Come funzionavano le chat room
Ogni gruppo Telegram aveva tra le tre e le cinque ragazze in una sola chat room, che “Mr. Doc”, conosciuto anche come “Guru”, aveva letteralmente schiavizzato. Le vittime, infatti, dovevano essere pronte a soddisfare le richieste di foto e di video degli utenti, nell’atto di sottomettersi a prestazioni sessuali degradanti, riprese dalle telecamere. E nel caso di Cho Joo-bin, ad aver sconvolto particolarmente l’opinione pubblica coreana è stato il coinvolgimento di minorenni in quelle chat room.

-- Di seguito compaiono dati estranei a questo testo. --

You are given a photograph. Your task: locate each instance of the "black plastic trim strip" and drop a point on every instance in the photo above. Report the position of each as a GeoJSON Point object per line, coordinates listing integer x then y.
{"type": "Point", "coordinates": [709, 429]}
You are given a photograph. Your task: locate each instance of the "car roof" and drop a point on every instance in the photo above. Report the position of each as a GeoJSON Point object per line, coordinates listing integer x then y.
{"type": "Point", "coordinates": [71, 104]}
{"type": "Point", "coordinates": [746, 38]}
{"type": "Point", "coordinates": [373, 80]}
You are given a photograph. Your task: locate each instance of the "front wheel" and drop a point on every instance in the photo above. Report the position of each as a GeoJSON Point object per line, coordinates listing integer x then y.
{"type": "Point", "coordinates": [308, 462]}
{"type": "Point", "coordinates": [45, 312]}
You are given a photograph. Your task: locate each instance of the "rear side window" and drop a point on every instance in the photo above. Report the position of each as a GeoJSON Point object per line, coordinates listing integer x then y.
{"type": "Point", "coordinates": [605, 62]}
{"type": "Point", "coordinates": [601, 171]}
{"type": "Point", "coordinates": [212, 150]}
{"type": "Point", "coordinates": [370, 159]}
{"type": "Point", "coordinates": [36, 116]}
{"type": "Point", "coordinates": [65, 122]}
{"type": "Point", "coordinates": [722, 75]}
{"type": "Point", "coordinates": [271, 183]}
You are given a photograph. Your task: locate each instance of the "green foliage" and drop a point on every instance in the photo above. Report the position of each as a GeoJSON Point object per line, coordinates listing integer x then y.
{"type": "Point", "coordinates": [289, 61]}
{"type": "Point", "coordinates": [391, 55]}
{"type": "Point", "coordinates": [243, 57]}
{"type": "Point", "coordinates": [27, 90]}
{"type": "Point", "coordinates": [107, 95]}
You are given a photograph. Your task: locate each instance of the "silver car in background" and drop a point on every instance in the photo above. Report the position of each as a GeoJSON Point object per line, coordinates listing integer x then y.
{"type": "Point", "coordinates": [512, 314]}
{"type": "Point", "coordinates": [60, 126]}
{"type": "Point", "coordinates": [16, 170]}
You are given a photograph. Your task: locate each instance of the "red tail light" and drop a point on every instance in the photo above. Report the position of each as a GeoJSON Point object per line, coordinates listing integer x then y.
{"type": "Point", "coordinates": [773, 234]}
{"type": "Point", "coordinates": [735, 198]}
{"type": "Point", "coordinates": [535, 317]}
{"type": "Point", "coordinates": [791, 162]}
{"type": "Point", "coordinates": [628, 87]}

In base alle leggi del Paese asiatico, il possesso di materiale pornografico che riguarda minori è punibile con un massimo di un anno di reclusione o multe fino a 20 milioni di won coreani (che corrispondono a circa 16mila dollari), ma l’atto di guardare video pornografici quando lo spettatore non è al corrente della minore età del soggetto non è punibile. Il che preserva gli utenti che dichiarano di non sapere chi c’è effettivamente dall’altra parte della telecamera. Una specie di vizio legislativo.
La storia di Kang
Dall’inchiesta sul canale Telegram creato da Cho Joo-bin sarebbe emersa un’altra vicenda, dai tratti ancora più inquietanti, che riguarda uno dei moderatori della “Nth Room”, conosciuto con il nickname di “GodGod”, di cui però non è ancora stata scoperta né rivelata l’identità. Secondo quanto riportato dal Corriere della sera, Kang, un operatore sociale che faceva parte della chat, avrebbe chiesto a Cho Joo-bin un aiuto: da mesi minacciava la propria insegnante delle scuola medie, perché ossessionato dal ricordo dei suoi rimproveri. Al 24enne aveva già versato 4milioni di won (che corrispondono a circa 3.500 euro) perché architettasse il rapimento della figlia piccola della docente. In base a quanto emerso, avrebbe persino comunicato a “Mr. Doc” l’indirizzo dell’asilo nido della bambina. E da uno scambio di messaggi tra i due sarebbe emerso il piano di avvelenarla.